Mackinac Center Legal Foundation

Securing Teachers’ Right to Work

Teachers spend much of their time trying to end bullying in schools, but for some Michigan teachers, the fight hit home after they were targeted by the state’s largest teachers union.

The Issue

The Mackinac Center Legal Foundation filed unfair labor practice complaints with the Michigan Employment Relations Commission (MERC) in October 2013 on behalf of eight public school teachers against local affiliates of the Michigan Education Association (MEA).

Miriam Chanski, then a 24-year-old kindergarten teacher in Coopersville, was one of the bullied teachers. She was given an “e-dues” form earlier that year after a court upheld Michigan’s law prohibiting districts from deducting union dues from paychecks. Rather than turn over her personal private financial information as requested, Chanski wrote at the top of the form that she wished to resign from the union.

In September, a union representative threatened to turn her over to a collection agency because she had not resigned during the month of August. Chanski and other teachers were not informed by the union of its arbitrary “August Window,” a requirement which MCLF Director Patrick Wright said needed to be clarified.

“That was created not by statute but by bureaucratic fiat when the MEA claimed that processing paperwork from those who wanted to become agency fee-payers was too much of a burden to handle immediately despite those workers’ First Amendment rights being at stake,” he said. “It is our belief that MERC should overturn that prior ruling or that Michigan’s new right-to-work law supersedes that ruling.”

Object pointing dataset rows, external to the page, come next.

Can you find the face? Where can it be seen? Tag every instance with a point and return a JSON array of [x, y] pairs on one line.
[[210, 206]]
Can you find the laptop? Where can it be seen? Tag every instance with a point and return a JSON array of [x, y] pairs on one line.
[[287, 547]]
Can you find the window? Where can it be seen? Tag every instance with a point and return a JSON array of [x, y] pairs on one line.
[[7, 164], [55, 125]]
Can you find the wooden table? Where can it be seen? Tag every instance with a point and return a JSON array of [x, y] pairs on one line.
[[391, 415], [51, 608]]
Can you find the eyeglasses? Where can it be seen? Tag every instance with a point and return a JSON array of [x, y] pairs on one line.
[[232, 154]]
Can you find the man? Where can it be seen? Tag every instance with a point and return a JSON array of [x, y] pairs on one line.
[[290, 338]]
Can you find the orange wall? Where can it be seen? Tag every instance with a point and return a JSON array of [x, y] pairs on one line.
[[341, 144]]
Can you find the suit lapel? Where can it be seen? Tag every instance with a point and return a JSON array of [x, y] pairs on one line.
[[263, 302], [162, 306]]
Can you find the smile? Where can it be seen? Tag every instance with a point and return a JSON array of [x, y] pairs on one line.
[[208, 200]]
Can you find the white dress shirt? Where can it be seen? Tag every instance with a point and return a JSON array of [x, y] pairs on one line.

Other teachers represented in the case were William “Ray” Arthur, (Petoskey Education Association); Amy Breza (Clarkston Paraeducators Association); Matthew Knapp, (Saginaw Education Association); Kurt Alliton (Saginaw Education Association); Susan Romska (Saginaw Education Association); Jason LaPorte (Saginaw Education Association); and Kathy Eady-Miskiewicz, (Saginaw Education Association).

Ray Arthur, Hall of Fame wrestling coach

In March 2014, the Michigan Education Association dropped its fight against Miriam Chanski and Ray Arthur. It still, however, continued to threaten the credit of 8,000 teachers who were trying to exercise their freedom under right-to-work.

In 2015, the MERC ruled unanimously in favor of Saginaw teachers Jason LaPorte, Susan Romska, Kathy Eady-Miskiewicz and Matthew Knapp, saying union was violating Michigan’s right-to-work law in only allowing teachers to drop membership in August. The Commission ordered the MEA to notify members via print and online editions of its Voice magazine of its error and inform them of their right to leave the union anytime of the year.

Miriam Chanski, kindergarten teacher

The union appealed that decision to the State of Michigan Court of Appeals, which in May 2017, upheld the MERC decision against the MEA.

To date, not a single judge has agreed with the MEA on the August Window issue. Michigan teachers may exercise their right to work any month of the year.